Noe is a high-roller crony of Taft, US Senator George Voinovich and President George W. Bush. Noe charged the Ohio Bureau of Workman's Compensation nearly $13 million to invest some $58 million. Ohio Attorney-General Jim Petro, to whom Noe once donated money, says some $4 million disappeared into Noe's pocket.
The new charges against Taft's former aide are at the edge of Coingate's links to Bush, Voinovich and organized crime. Through Noe's wife Bernadette, those links extend to the GOP theft of Ohio 2004.
As owner of Vintage Coins and Cards in Maumee, Ohio, Noe raised more than $100,000, to become a Bush Pioneer/Ranger.
But Noe was more than a mere fundraiser. The New York Times dubbed him Toledo's "Mr. Republican," the GOP "man to see" in northwest Ohio. While Tom chaired the regional Bush-Cheney campaign, his wife Bernadette chaired the scandal-torn Lucas County Board of Elections that played a key role in caging votes to put Bush back in the White House.

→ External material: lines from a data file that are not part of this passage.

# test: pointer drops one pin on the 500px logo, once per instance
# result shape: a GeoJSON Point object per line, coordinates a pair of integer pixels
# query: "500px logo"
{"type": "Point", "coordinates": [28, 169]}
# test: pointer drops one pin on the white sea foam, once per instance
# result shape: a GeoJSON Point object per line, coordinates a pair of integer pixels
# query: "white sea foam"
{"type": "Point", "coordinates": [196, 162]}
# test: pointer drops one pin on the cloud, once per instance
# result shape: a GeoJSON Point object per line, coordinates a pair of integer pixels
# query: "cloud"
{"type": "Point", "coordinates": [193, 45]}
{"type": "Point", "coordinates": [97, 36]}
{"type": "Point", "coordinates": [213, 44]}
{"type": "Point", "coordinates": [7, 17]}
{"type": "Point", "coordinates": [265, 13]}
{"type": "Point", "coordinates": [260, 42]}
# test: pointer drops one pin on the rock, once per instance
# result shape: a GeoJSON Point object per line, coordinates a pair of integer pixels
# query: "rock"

Noe's fortune came in part from charging the Bureau of Worker's Compensation (BWC) $12.6 million in coin-fund related expenses for managing the $50 million investment between 1998 and 2004. Federal and state officials are now investigating these expenses.

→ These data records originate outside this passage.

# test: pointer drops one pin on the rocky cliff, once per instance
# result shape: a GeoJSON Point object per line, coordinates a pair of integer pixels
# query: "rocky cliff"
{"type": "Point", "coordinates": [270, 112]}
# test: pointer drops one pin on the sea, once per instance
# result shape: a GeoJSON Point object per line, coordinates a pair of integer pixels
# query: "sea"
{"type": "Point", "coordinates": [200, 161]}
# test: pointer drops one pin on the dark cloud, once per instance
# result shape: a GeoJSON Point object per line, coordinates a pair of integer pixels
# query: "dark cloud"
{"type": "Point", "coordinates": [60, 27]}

A "Ponzi scheme" is what Ohio's Republican Attorney General Jim Petro calls the method by which Noe may have stolen millions of dollars from the state of Ohio's Bureau of Worker's Compensation (BWC).

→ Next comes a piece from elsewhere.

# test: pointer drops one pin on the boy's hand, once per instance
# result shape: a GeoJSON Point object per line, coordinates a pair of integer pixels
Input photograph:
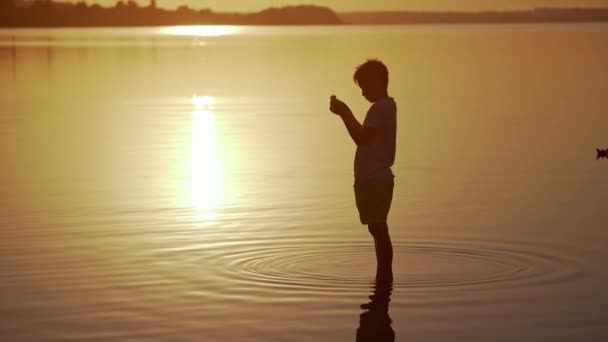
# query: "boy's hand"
{"type": "Point", "coordinates": [337, 107]}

Petro says that on May 31, 1998, Noe received the first of two $25 million payments approved from then-Governor Voinovich's BWC. Noe promptly laundered $1.375 million into his personal or business account. Rolling in public money, Noe then asked to run a bizarre rare coin investment scheme on behalf of the BWC.
Meanwhile Noe laundered money into Republican Party campaigns. Among others, he and Bernadette made a $4500 contribution to then-Secretary of State Bob Taft's successful campaign for governor, at a time when Brian Hicks was Taft's top aide.
The Toledo Blade reports that Noe later gave Taft another $2500. Still another $2000 went to then-governor Voinovich's successful Senate campaign. And another $500 went to re-elect Petro, then the state auditor.
Mr. Noe's attorney acknowledged on May 26 that as much as $13 million in BWC assets remain missing. Petro says $4 million was illegally taken by Noe for personal use.
Noe's high-flying financial dance is rooted in the gubernatorial corruption of his good friend Voinovich, and a shady aide named Paul Mifsud. Mifsud was Voinovich's Chief of Staff and has become a statewide symbol of official corruption and illegality.
Mifsud's was responsible for much of Tom Noe's rapid rise. According to the conservative Columbus Dispatch, May 8, 2005, Mifsud paved the way for Noe's rare coin gambit.
Mifsud himself spent six months in prison for destroying the government records of a sweetheart construction deal he engineered for his then-fiance'e's house. Mifsud made the mistake of giving the bid to a controversial contractor named T.G. Banks, who allegedly did the job in exchange for state contracts.